In the whole genome, the number of lncRNA accounts for 99% of the total human gene transcripts, and it is almost involved in all epigenetic regulation as a “man behind the curtain”, suggesting that lncRNA plays an important role in the complex life activities, including various diseases, of advanced eukaryotes (Shang et al., 2016; Zhang et al., 2016). Compared with the protein-coding gene, lncRNA has obvious developmental stage-specificity and tissue specificity (Hu et al., 2015). The function and mechanism of lncRNA are diverse; more importantly, lncRNA can regulate the expressions of protein-coding genes from multiple levels and multiple perspectives (Dang et al., 2015; Ding et al., 2015).
In our study, it was found in the analysis of TCGA data based on high throughput RNA sequencing that the lncRNA ERICH3-AS1 was significantly up-regulated in gastric cancer tissues compared with normal tissues; and the Kaplan–Meier analysis showed the higher the expression of ERICH3-AS1 was, the earlier the recurrence and the poorer the prognosis would be in patients. Cox univariate and multivariate analyses revealed that ERICH3-AS1 was a risk factor of DFS and OS of GC. Through GO and KEGG analyses, it was found that ERICH3-AS1 mainly induced apoptosis-related proteins, cell cycle-associated proteins and invasion and migration-associated proteins to regulate the cell cycle, apoptosis and Wnt, p53, mTOR, janus kinase-signal transducer and activator of transcription (JAK-STAT) and MAPK pathways. It revealed the potential mechanism of ERICH3-AS1 in the oncogenesis and development of GC by participating in cell cycle, apoptosis and invasion.

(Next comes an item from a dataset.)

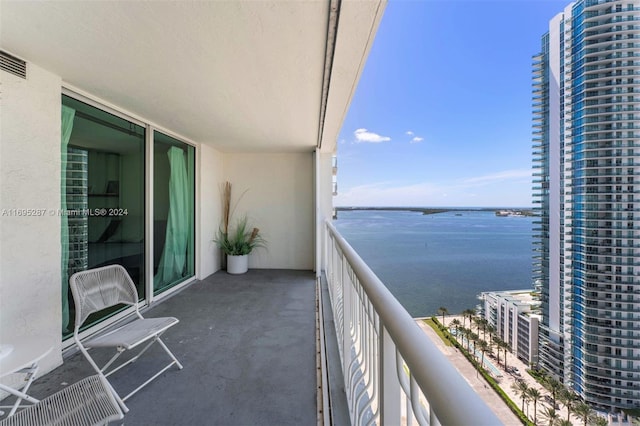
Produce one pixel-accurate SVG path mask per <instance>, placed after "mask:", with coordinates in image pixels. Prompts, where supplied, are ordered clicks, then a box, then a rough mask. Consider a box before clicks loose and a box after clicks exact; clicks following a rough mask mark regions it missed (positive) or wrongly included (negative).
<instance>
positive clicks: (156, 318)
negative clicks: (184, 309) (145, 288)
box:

However, more investigations such as cell transfection, cell proliferation assay, colony formation assay, cell cycle assay, transwell cell migration and invasion assay, qRT-PCR and western blot need to be carried out to validate the function and regulation between ERICH3-AS1 and related genes in GC.
In this study, the clinical significance of ERICH3-AS1 in GC and its possible biological mechanism were reported for the first time, providing a theoretical basis for the treatment of gastric cancer.
Conclusion
In summary, we identified that ERICH3-AS1 was highly expressed in patients with GC and was an independent prognostic factor of GC. We discovered that the expression level of ERICH3-AS1 was negatively correlated with DFS and OS of patients and GSEA analysis confirmed that gene sets involved in cell cycle and apoptosis were significantly enriched in GC patients with higher levels of ERICH3-AS1.